O FC Porto e o futebol português estão de luto pela morte de uma das figuras mais carismáticas e polémicas de sempre. Jorge Nuno Pinto da Costa faleceu este sábado vítima de doença prolongada – tinha sido diagnosticado com um cancro na próstata em setembro de 2021 e agravou o seu estado de saúde nas últimas semanas.
Tinha 87 anos e deixa como maior legado ter transformado um clube, dando-lhe uma projeção a nível mundial, graças às muitas conquistas nacionais e internacionais.
Exerceu funções durante 42 anos e 15 mandatos consecutivos, levando o FC Porto à conquista de 2591 títulos em 21 modalidades – 69 dos quais no futebol sénior masculino, incluindo sete internacionais, com destaque para as duas Taças/Ligas dos Campeões (1986/1987 e 2003/04) e duas Taças UEFA/Liga Europa (2002/2003 e 2010/11).

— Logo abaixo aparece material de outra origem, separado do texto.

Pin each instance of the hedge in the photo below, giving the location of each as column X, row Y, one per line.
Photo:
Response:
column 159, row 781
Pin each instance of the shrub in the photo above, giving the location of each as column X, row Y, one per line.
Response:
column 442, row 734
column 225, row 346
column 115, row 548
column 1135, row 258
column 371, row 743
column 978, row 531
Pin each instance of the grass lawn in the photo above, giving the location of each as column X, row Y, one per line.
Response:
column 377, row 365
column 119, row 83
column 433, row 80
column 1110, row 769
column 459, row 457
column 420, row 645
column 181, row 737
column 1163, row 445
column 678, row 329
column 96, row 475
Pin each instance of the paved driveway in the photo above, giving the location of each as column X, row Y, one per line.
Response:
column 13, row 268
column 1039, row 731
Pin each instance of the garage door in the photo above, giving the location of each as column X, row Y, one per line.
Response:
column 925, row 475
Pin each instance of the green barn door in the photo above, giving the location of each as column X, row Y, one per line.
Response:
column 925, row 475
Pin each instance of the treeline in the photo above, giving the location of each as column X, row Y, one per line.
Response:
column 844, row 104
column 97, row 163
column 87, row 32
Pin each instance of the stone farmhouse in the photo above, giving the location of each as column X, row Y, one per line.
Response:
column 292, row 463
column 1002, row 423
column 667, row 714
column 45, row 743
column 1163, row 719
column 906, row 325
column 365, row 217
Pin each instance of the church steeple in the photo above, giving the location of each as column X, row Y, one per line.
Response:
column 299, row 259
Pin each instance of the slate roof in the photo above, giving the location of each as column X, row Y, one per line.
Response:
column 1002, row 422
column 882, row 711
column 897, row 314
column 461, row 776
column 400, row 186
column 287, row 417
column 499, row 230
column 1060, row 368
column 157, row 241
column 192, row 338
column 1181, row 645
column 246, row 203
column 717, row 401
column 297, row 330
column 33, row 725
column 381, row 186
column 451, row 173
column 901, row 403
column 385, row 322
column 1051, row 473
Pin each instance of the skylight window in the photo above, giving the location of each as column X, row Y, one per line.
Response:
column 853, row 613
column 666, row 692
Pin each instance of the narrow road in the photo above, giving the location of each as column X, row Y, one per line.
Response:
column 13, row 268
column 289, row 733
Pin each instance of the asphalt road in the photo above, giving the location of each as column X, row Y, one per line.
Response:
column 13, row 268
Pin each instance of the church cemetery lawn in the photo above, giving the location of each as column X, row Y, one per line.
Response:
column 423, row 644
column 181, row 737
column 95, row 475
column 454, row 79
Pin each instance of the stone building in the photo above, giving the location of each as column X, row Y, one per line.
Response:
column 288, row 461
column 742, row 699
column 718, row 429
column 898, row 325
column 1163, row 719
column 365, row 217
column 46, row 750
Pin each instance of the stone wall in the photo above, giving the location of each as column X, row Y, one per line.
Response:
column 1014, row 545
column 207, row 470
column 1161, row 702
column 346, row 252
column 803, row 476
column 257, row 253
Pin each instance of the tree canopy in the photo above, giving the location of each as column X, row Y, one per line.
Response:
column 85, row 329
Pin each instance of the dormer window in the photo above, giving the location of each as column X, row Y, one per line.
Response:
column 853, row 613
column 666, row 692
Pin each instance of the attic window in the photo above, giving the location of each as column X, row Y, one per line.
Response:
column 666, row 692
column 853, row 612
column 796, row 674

Jorge Nuno de Lima Pinto da Costa nasceu a 28 de dezembro de 1937, o dia dos Santos Inocentes. Foi o quarto de cinco filhos de Maria Elisa, herdeira da burguesia portuense, e José Alexandrino, filho do dono de uma confeitaria na Foz.
Menino irrequieto, ainda dava os primeiros passos quando o FC Porto conquistou o segundo título de campeão da sua história (1938/39).
Os pais separaram-se três anos depois de o pequeno Pituca – como a mãe o tratava – ter nascido. Foi debaixo de conceitos religiosos que cresceu, tendo aos oito anos iniciado a devoção a Nossa Senhora de Fátima por causa de uma viagem àquele local de culto com a avô materna. Ali se deslocou sempre que viu a vida em perigo ou para agradecer algo de bom.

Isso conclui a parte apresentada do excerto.